Una cultura de informalidad que pesa

En República Dominicana, la cultura de la informalidad está arraigada. Para muchos trabajadores, enrolarse en una obra representa perder el control sobre su tiempo, asumir cargas laborales sin garantías, y peor aún, quedar atrapados en un sistema de seguridad social que muchas veces los perjudica.

Por eso, ante la opción de manejar un motoconcho, vender productos de catálogo o sobrevivir con “lo suyo” en la economía informal, el dominicano promedio prefiere evitar el trabajo formal en la construcción, aunque gane menos o trabaje más horas.

Las trabas no son menores:

La formalización puede significar perder bonos sociales vitales. El mecanismo de escalamiento en la TSS penaliza a quienes trabajan por obra o por días, al exigir contribuciones como si recibieran un salario fijo mensual. Los jornales son inestables, los accidentes comunes, y los beneficios mínimos.

En este contexto, la informalidad no es pereza: es una decisión racional ante un sistema que no protege ni incentiva.

El empleador también está atrapado

Del otro lado, los empresarios de la construcción enfrentan su propio dilema. Aun queriendo formalizar trabajadores:

No encuentran suficientes dominicanos dispuestos. La ley laboral y la seguridad social no se adaptan a la lógica de obra por tarea. Las pocas dispensas legales existentes para casos especiales no se aplican con la flexibilidad necesaria.

Por eso, una de las principales peticiones del sector es sensata:

Que la proporción 80/20 (80% mano de obra dominicana, 20% extranjera) se aplique al proyecto en general y no etapa por etapa.

Es decir, que si una obra, en todo su desarrollo, emplea a 1,000 trabajadores, se exija que 800 sean dominicanos, sin importar en qué fase específica trabajaron. Esto permitiría cumplir la cuota sin paralizar obras por escasez puntual de obreros calificados en tareas de alta exigencia física.

La consecuencia es clara: sin cambios estructurales, seguir dependiendo de mano de obra extranjera resulta no solo conveniente, sino inevitable.

¿Y si tecnificamos el sector?

Aquí está el verdadero punto de inflexión.
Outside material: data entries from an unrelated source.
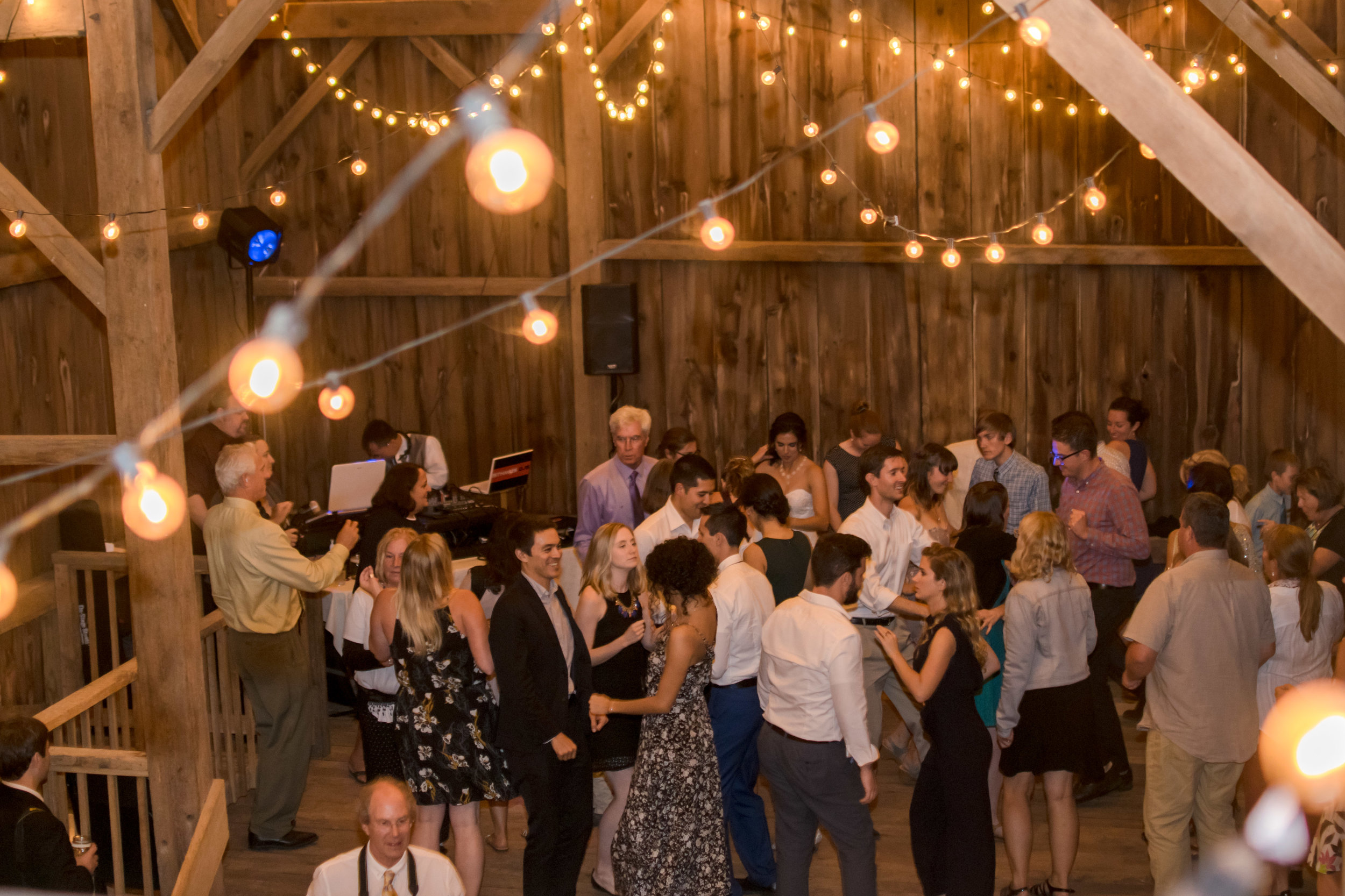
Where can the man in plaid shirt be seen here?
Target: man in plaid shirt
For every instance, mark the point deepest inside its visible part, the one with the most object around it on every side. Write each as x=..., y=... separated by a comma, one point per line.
x=1107, y=532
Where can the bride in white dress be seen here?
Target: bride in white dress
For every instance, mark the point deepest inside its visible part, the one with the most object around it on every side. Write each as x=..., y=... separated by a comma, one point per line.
x=801, y=479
Mientras la construcción dominicana siga anclada en procesos manuales, de alta carga física y baja productividad, ni la dominicanización ni la formalización serán viables.

El mundo ya avanza hacia:

Maquinarias de mezcla, corte, bombeo y elevación. Sistemas modulares y prefabricados. Impresoras 3D de concreto capaces de construir viviendas en días.

Modernizar la construcción es posible en República Dominicana, pero requiere acción decidida:

6 pasos clave para transformar el sector

Exonerar impuestos a la importación masiva de maquinaria de construcción. Capacitar operadores y técnicos especializados (vía INFOTEP u otros programas nacionales). Reformar el mecanismo de escalamiento en la TSS, para no castigar a trabajadores de obra por días. Proteger temporalmente los bonos sociales para quienes ingresen a la formalidad. Incentivar cooperativas de alquiler de maquinaria, evitando que solo los grandes consorcios se beneficien. Promover nuevas mipymes de alquiler, repuestos y soporte técnico para democratizar el acceso a la modernización.

¿Dónde están ya los dominicanos?

En realidad, en muchas fases del proceso ya dominan:

Terminaciones, estucos, pintura, pisos, puertas, ventanas, plantas, ascensores, instalaciones sanitarias.

Es decir, cuando el trabajo requiere más precisión que fuerza bruta, el dominicano dice presente. Pero si queremos que estén desde la base, hay que cambiar el modelo completo.

El verdadero dilema

El problema no es solo migratorio, el problema es cultural, económico y tecnológico.

Si el sistema sigue premiando la informalidad sobre la formalización, si seguimos construyendo como en los años 60, y si no hacemos atractiva y digna la formalización laboral, ninguna campaña patriótica ni ningún decreto lograrán la dominicanización real del sector.

La modernización es la única vía para dignificar el trabajo, fortalecer el empleo nacional y transformar la construcción en un motor de orgullo, no de resignación.